Citing concerns about cost and ineffectiveness, Pennsylvanians across the state have been actively pushing back on fossil fuel divestment. Just this week, University of Pennsylvania’s trustees reaffirmed their 2016 rejection of fossil duel divestment and Pittsburgh’s newspapers strongly criticized Mayor Bill Peduto’s newfound desire to divest the city’s pension funds.
For those who have been following the fossil fuel divestment movement closely this reaction is probably unsurprising. Across the globe universities and pension funds have swiftly rejected divestment policies that would wreck financial havoc on endowments and retirement investments.
In the case of Pittsburgh’s retirement funds, the City of Pittsburgh’s finance director and head of the city’s pension fund, Paul Leger, believes that only 5 percent of Pittsburgh’s $415 million in mutual funds is invested in fossil fuels. But according to economist Chris Fiore, whose analysis was featured in the Pittsburgh Business Times and the Pittsburgh Tribune, the impact of divesting wouldn’t be limited to that 5 percent because of the loss in diversification benefit – in total the Pittsburgh pension fund could be looking at losses anywhere between $358,000 to $478,000 a year. From the Pittsburgh Tribune:
Researchers say that Pittsburgh’s pension funds could lose nearly $500,000 a year if the city stops investing in fossil fuel-related companies — as Pittsburgh Mayor Bill Peduto has said he is committed to doing. While that loss would be damaging for Pittsburgh’s underfunded pension funds, it wouldn’t do much to change the behavior of fossil fuel companies, the researchers suggest.
“It’s purely a symbolic move that has no impact on the climate,” said Chris Fiore of the Chicago-based economic consulting firm Compass Lexecon. Fiore co-authored a report released this month that says the nation’s top 11 public pension funds could lose trillions of dollars if they divested from fossil fuel-related investments. “The percentage sounds small, but when you realize these pension funds are quite large, that can be quite substantial,” Fiore said.
These costs are not to be ignored – and universities in the state agree. This week at UPenn, the university reasserted a previous unanimous 2016 decision to reject fossil fuel divestment. The university previously found that investing in fossil fuels is not a “moral evil implicating a core University value” and therefore does not meet the established UPenn criteria for divestment. In the words of the Board Chair David L. Cohen:
“Despite the continued entreaties from Fossil Free Penn, the Trustees see no change in circumstances that would justify the reconsideration of the initial, well-reasoned, and fully communicated decision [not to divest] made by the Trustees last September.”

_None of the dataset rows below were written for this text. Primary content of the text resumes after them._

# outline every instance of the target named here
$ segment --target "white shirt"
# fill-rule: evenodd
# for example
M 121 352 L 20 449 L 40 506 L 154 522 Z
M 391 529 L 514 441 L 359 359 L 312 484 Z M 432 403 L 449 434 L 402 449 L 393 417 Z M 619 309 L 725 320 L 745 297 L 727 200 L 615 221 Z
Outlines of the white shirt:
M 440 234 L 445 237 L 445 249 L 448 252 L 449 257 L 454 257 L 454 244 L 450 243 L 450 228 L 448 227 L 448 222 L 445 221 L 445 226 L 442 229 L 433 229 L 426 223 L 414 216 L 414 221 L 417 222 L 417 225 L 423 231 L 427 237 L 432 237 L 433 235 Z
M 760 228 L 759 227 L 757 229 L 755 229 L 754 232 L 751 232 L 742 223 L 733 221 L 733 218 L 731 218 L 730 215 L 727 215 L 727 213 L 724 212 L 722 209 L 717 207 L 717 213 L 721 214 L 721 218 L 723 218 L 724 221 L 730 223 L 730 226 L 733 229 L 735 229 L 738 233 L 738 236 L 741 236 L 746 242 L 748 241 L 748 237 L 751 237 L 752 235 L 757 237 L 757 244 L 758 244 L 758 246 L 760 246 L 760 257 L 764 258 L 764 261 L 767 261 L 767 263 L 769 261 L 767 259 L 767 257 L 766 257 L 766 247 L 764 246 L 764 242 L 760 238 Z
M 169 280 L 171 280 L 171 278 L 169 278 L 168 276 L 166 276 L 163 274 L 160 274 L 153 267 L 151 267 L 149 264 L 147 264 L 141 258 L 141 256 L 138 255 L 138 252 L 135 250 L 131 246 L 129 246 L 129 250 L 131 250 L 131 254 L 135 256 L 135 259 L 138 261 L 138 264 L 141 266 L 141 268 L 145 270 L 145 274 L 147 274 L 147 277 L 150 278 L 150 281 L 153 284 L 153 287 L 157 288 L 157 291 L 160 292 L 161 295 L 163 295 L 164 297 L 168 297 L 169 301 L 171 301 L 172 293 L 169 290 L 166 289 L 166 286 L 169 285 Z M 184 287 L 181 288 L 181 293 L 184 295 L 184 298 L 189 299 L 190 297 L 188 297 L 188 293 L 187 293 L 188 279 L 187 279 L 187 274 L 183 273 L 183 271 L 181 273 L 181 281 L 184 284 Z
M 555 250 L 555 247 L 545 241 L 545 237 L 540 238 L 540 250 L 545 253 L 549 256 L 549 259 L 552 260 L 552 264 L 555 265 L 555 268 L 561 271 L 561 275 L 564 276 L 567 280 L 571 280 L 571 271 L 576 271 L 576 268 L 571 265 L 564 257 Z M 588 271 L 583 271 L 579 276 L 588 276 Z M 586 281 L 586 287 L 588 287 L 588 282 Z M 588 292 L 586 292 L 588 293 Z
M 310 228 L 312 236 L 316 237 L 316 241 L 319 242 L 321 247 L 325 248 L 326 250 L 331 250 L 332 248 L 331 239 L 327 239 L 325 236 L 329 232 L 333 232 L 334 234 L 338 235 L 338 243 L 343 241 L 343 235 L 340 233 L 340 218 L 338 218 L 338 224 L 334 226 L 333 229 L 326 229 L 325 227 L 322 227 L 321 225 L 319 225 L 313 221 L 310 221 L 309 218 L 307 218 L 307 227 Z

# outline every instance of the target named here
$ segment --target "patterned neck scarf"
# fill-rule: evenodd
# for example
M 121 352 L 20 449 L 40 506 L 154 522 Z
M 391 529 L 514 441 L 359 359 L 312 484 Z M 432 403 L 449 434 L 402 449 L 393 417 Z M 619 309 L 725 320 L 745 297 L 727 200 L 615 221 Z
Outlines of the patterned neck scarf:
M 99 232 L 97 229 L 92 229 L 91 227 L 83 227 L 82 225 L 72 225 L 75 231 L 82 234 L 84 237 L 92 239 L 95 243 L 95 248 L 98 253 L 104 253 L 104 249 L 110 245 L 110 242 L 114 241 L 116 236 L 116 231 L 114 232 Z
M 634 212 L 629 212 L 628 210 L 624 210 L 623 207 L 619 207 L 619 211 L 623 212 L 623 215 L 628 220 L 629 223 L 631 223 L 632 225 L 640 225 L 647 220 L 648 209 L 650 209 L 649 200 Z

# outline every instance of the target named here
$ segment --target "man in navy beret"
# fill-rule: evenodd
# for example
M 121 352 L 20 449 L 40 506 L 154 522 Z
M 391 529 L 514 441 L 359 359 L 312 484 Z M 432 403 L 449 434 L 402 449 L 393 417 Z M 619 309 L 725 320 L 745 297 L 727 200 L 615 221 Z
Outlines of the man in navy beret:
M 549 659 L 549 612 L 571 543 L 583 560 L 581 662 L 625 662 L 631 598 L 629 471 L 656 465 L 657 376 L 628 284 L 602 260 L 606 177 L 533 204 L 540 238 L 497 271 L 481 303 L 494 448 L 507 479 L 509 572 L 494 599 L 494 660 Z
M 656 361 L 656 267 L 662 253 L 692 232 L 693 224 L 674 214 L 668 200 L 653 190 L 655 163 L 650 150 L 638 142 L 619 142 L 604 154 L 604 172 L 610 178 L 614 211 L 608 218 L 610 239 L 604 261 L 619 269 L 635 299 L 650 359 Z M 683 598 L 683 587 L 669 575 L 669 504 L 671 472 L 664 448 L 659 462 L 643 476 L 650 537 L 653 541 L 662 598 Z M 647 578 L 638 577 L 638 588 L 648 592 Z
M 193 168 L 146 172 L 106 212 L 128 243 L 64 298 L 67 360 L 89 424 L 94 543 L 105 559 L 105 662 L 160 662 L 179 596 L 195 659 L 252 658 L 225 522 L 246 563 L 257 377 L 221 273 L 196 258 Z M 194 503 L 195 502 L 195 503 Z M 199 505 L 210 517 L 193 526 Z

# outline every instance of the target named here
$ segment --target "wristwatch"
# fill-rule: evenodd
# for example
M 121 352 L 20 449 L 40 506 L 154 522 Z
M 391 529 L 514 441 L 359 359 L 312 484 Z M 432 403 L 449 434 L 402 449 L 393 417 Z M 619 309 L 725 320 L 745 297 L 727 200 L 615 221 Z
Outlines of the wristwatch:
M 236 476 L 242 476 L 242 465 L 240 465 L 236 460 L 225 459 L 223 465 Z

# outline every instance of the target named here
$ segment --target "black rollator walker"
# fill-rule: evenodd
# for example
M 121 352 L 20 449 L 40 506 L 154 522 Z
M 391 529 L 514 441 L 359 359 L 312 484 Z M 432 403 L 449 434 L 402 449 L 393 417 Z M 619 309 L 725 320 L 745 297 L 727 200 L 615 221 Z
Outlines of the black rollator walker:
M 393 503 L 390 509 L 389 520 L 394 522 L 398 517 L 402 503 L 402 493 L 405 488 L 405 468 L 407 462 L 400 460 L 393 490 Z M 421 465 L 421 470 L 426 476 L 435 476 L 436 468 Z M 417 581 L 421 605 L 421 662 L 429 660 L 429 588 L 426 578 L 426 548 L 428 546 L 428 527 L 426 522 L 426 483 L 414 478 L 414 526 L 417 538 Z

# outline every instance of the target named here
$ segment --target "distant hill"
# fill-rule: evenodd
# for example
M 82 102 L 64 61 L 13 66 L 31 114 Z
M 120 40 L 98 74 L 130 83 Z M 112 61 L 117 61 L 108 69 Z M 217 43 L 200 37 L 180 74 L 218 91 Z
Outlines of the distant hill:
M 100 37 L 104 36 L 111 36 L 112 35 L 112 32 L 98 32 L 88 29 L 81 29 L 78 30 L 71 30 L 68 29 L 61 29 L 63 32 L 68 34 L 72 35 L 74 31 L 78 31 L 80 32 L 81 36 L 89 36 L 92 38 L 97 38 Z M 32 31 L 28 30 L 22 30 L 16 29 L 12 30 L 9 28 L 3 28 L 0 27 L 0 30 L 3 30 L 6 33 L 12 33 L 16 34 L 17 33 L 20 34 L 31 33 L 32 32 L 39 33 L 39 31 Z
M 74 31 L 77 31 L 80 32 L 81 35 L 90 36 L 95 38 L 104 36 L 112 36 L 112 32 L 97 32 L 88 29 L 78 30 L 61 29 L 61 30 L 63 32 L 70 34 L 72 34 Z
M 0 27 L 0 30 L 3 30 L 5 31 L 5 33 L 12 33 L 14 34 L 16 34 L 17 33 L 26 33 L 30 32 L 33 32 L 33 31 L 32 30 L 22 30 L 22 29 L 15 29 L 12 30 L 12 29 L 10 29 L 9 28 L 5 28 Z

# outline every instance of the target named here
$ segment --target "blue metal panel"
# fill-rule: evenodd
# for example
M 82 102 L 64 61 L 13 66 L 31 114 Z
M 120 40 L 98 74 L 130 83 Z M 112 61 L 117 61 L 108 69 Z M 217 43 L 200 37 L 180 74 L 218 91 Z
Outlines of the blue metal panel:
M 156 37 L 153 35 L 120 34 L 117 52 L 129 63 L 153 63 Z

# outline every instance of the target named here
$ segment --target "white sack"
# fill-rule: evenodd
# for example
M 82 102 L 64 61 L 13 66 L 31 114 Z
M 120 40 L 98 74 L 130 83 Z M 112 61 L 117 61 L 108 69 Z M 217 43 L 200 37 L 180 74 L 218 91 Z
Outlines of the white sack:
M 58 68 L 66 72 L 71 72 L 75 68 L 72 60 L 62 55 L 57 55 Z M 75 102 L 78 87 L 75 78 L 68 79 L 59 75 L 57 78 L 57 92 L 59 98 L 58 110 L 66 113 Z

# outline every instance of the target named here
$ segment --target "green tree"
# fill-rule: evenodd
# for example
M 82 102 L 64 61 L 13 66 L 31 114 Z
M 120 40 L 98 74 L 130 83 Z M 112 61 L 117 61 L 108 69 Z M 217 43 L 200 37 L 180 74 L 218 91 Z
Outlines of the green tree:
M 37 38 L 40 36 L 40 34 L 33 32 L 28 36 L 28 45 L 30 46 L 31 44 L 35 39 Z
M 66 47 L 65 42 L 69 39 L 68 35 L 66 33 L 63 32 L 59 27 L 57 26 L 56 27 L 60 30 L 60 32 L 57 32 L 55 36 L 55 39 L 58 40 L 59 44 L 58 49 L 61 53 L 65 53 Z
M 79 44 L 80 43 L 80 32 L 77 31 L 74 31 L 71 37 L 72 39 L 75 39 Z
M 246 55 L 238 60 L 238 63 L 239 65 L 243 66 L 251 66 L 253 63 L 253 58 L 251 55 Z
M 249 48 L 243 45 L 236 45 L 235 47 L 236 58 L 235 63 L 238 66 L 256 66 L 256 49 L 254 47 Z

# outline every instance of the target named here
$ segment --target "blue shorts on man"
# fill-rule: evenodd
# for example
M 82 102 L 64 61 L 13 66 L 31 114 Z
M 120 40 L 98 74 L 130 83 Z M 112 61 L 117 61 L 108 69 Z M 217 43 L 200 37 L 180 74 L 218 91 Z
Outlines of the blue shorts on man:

This decision will likely be welcomed on campus as many students were vocally opposed to fossil fuel divestment the first time it was voted on by the Board. In fact, in an opinion piece in The Statesman last year a student pleaded with the Administration not to divest, arguing:
“Divesting would not be beneficial for Penn… the money that Penn receives from investing in fossil fuel companies is significant. All of the money goes directly into the Penn endowment, which is then saved so Penn can gain greater interest. The interest helps fund scholarships, financial aid, and the top professors that give us our Ivy League education. Penn invests in fossil fuels to benefit the students’ futures.”
This student was right to be concerned about the cost of fossil fuel divestment to the University’s endowment just as Pittsburgh’s pensioners are right to be concerned about fossil fuel divestment hurting their pensions. In fact, a recent study by Dr. Hendrik Bessembinder of the W.P. Carey School of Business at Arizona State University found that adopting a fossil fuel divestment policy would result in a 15.2 percent drop in transfers from the endowment accounts to school programs and a 5-7 percent reduction in monthly benefits for a typical pensioner.
Thankfully, Pennsylvanians are smart and sticking up for their university endowments and hard earned investments and not letting them be guided by the whims of activists.